When they jerked over the side they were 2,500 yards from the Gneisenau. Yet, although the Worcester had steamed so near to the Gneisenau, her three torpedoes passed harmlessly astern of her and ahead of the Prinz Eugen, which was dodging seven bombs RAF planes had just aimed at her.
The noise was appalling. There were so many explosions that it was impossible to make out whether they were being hit again or not. The ship was completely curtained by shell splashes. That concealment momentarily helped to save them from further punishment. All sight of the German ships was lost and it was difficult to see what had happened to the torpedoes.
Coats, still unhurt on the bridge, recalls, "It was three minutes after Campbell had fired diat I launched my torpedoes. As I went in zigzagging to avoid the German shells, it was the longest three minutes of my life. The other destroyers had vanished making me feel very lonely. When I fired my torpedoes I saw black smoke coming up from the water. I thought it was a hit from one of my torpedoes, but it was a bomb exploding near Gneisenau. I felt shattered and useless as I realized my torpedoes had gone well astern of Gneisenau and ahead of Prinz Eugen."

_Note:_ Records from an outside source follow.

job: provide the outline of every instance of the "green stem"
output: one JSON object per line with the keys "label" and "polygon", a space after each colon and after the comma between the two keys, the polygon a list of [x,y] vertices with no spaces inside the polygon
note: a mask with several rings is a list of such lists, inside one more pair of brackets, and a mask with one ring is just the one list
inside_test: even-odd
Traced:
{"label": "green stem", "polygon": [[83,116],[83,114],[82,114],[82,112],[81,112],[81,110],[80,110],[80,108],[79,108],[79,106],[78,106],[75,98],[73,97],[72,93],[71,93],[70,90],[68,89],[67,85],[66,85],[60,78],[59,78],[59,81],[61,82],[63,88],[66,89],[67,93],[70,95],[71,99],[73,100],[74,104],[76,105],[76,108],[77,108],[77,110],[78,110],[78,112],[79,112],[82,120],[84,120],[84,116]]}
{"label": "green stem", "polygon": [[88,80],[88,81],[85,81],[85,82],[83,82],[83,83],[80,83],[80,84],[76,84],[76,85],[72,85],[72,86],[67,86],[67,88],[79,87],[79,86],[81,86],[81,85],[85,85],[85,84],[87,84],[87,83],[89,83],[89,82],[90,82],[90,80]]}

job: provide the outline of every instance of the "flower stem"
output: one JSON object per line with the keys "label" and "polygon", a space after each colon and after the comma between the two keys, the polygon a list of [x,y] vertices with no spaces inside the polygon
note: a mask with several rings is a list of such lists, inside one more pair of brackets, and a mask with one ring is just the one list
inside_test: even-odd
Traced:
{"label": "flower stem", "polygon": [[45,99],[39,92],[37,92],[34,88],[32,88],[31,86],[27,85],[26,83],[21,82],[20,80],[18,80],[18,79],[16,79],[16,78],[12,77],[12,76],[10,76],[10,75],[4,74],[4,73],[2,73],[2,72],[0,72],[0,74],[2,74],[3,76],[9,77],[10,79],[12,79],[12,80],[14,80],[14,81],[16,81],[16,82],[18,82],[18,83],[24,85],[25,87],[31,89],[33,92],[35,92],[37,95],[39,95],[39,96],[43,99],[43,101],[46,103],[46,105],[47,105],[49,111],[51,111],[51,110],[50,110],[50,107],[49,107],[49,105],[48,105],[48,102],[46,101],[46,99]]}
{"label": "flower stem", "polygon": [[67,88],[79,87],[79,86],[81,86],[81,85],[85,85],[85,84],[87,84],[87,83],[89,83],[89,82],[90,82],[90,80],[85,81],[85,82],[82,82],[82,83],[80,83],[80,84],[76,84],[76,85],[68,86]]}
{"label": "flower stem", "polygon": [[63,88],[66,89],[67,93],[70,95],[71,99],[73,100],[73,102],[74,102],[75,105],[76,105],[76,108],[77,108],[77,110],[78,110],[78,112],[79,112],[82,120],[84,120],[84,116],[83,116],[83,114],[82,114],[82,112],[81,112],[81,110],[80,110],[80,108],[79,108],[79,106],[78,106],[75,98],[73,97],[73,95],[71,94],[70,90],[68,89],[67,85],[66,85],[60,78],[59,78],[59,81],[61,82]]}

After the three shells had disabled her, Worcester made an almost complete circle, her engines silent, drifting to her port broadside to Prinz Eugen. It was like target practice for Bohsehke's gunners. Two of his shells scored direct hits to be followed by two more from the Gneisenau. The four heavy shells ripped through the disabled destroyer, smashing her guns and tearing more great gaping holes in her side.
One shell from Prinz Eugen went through her bows, exploding in the paint locker and starting a fire. When someone shouted, "Fire in the fo'c'sle!" the sea was so high that at first the waves seemed to put it out, but it flamed up again.
As Chief Engineer Griffiths came on deck to report his boilers useless, there was a puff of brown smoke and large jagged splinters whistled across the deck. A shell hit the base of the forward funnel, making a hole about four feet across and breaking the mast six feet above the deck. It fell backwards and leaned, swaying crazily, against the top of the funnel, with the rigging hanging loose. Commander Coats's mind went back to Nelson's day when grapeshot tore down the rigging and he muttered to Lt. Taudevin, "This is just like old times."
Worcester, drifting beam-on exposed to point blank fire from the two German ships, was clearly seen by Petty Officer Hehenberger on the range-finder in the foretop of Prinz Eugen. He watched Worcester, on fire and apparently stopped, disappear into the black smoke of more heavy bursting shells. When the smoke cleared, other men on the foretop of Prinz Eugen glimpsed her for a short time through the haze before, battered by Bohsehke's shells, she seemed to disappear beneath the waves. Master-gunner Emmanuel Pietzka, on the stern flak gun, also saw Worcester burning in a vast cloud of smoke. A few seconds later, she could no longer be made out — only smoke and surging water. The sight reminded him strongly of the sinking of Britain's biggest warship, the Hood, which he had observed from the same position in Prinz Eugen.